NATO Secretary-General Anders Fogh Rasmussen stressed that Afghanistan presents a key challenge to all NATO members -- not just the United States.
NATO Secretary-General Anders Fogh Rasmussen stressed that Afghanistan presents a key challenge to all NATO members -- not just the United States.
By Ahto Lobjakas
BRUSSELS -- NATO's secretary-general, Anders Fogh Rasmussen, has welcomed U.S. President Barack Obama's decision to send 30,000 extra troops to Afghanistan and he pledged that other NATO allies would add at least 5,000.

"I can confirm that the allies and our partners will do more, substantially more," Rasmussen said in Brussels today. "In 2010, the non-U.S. members of this mission will send at least 5,000 more soldiers to this operation and probably a few thousand on top of that."

However, this would still fall short of the 10,000 additional forces reportedly requested by Washington.

Rasmussen said he had spent the past few weeks trying to persuade U.S. allies to contribute more troops. Rasmussen stressed that Afghanistan presents a key challenge to all NATO members -- not just the United States.

"This is not just America's war," he said. "What is happening in Afghanistan poses a clear and present danger to the citizens in all our countries."

Rasmussen said instability in Afghanistan contributes to terrorism, Islamist fundamentalism, and the international drug trade -- which all affect European allies too.

More Multilateralism

It remains unclear where the extra non-U.S. troops would come from. Britain has pledged an extra 500 soldiers, Poland reportedly 600, but among the larger countries both France and Germany have so far failed to follow suit.
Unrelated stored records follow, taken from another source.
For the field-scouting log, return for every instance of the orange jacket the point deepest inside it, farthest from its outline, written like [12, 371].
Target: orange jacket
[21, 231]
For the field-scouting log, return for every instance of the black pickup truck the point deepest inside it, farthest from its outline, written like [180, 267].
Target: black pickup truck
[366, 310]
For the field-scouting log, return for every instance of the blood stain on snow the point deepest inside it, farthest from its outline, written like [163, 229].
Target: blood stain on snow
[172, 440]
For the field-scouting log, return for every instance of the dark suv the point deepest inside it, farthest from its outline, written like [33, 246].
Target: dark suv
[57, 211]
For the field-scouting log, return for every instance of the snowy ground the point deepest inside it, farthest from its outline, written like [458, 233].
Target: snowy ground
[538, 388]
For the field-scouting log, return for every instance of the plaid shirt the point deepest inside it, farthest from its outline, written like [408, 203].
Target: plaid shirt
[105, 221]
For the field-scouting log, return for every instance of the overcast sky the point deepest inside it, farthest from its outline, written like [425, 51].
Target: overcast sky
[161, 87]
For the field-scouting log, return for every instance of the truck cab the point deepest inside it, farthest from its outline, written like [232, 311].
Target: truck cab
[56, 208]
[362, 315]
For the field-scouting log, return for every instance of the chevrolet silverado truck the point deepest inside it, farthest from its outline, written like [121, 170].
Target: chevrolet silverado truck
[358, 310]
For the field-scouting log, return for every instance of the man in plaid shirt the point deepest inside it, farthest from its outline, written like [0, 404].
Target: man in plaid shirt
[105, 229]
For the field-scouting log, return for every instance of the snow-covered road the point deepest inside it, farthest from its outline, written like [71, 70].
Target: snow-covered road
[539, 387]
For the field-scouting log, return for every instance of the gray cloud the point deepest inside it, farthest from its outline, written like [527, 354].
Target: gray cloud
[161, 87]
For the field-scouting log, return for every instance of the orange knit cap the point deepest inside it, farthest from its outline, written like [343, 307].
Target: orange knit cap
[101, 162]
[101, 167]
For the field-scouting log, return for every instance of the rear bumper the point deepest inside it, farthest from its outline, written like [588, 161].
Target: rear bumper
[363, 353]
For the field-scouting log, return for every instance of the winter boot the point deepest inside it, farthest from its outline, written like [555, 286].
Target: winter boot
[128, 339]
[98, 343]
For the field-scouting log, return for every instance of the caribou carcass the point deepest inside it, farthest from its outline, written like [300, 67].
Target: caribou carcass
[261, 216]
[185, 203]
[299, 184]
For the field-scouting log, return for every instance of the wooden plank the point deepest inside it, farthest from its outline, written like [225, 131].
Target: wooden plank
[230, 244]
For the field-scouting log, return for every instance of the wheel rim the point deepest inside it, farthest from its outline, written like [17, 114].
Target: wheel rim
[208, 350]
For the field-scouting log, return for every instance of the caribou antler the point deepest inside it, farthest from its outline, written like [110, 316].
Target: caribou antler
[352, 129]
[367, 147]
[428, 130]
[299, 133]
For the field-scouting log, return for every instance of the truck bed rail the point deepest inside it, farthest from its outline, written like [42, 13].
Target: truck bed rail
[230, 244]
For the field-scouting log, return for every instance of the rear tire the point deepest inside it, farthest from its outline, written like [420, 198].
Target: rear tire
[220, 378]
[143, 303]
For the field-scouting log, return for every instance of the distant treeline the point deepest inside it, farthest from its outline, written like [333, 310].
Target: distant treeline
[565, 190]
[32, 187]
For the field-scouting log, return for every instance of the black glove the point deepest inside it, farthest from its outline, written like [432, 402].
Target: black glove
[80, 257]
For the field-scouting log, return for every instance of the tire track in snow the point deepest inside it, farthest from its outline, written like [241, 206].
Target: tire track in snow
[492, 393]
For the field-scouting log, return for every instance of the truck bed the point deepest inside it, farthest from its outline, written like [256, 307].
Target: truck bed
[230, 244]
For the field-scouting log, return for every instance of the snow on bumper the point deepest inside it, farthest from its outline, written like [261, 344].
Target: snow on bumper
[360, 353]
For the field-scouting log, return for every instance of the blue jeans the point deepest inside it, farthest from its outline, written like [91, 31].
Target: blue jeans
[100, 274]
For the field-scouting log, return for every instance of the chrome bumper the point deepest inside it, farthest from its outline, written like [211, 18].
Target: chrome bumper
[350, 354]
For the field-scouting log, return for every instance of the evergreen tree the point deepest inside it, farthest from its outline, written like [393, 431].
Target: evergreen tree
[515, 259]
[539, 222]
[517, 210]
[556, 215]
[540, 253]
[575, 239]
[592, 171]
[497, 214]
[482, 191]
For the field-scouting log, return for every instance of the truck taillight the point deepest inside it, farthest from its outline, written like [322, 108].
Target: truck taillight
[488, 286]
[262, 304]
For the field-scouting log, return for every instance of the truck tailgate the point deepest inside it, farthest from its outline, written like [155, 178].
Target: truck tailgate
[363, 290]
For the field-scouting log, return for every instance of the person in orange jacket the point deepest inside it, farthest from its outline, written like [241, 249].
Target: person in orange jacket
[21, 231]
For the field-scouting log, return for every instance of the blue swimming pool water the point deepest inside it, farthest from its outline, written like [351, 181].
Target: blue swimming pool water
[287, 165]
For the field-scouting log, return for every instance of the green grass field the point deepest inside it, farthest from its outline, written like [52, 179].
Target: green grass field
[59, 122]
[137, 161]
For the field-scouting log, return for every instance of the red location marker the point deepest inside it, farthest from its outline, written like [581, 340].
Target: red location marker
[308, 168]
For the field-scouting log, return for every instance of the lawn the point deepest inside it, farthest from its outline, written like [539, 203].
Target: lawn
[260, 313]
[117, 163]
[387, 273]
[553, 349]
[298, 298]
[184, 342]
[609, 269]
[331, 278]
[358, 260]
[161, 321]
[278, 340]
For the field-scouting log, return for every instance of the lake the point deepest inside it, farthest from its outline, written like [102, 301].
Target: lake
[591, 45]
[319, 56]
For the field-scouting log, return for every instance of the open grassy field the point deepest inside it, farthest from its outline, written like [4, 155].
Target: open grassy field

French paratroopers await the arrival of French President Nicolas Sarkozy at Camp Warehouse in Kabul last year.
Officials say a number of countries may extend the tours of duty of soldiers brought in to secure the August 20 presidential election earlier this year. Rasmussen said a number of allies have said that they await the results a January 29 conference in London expected to draw up a new "contract" between the international community and the Afghan government.

Military officials from NATO countries will meet in Brussels for a "force generation" conference next week.

Although he said he was confident that he had secured the necessary troop pledges from European allies, NATO's Rasmussen today sought to pile on the pressure. "Allies and partners in our mission must do more," he said.

Rasmussen argued that by turning to allies for help, Washington is now pursuing a "multilateral approach" to Afghanistan. Europe, which has long sought a say in U.S. decisions, must now "demonstrate that multilateralism delivers concrete results."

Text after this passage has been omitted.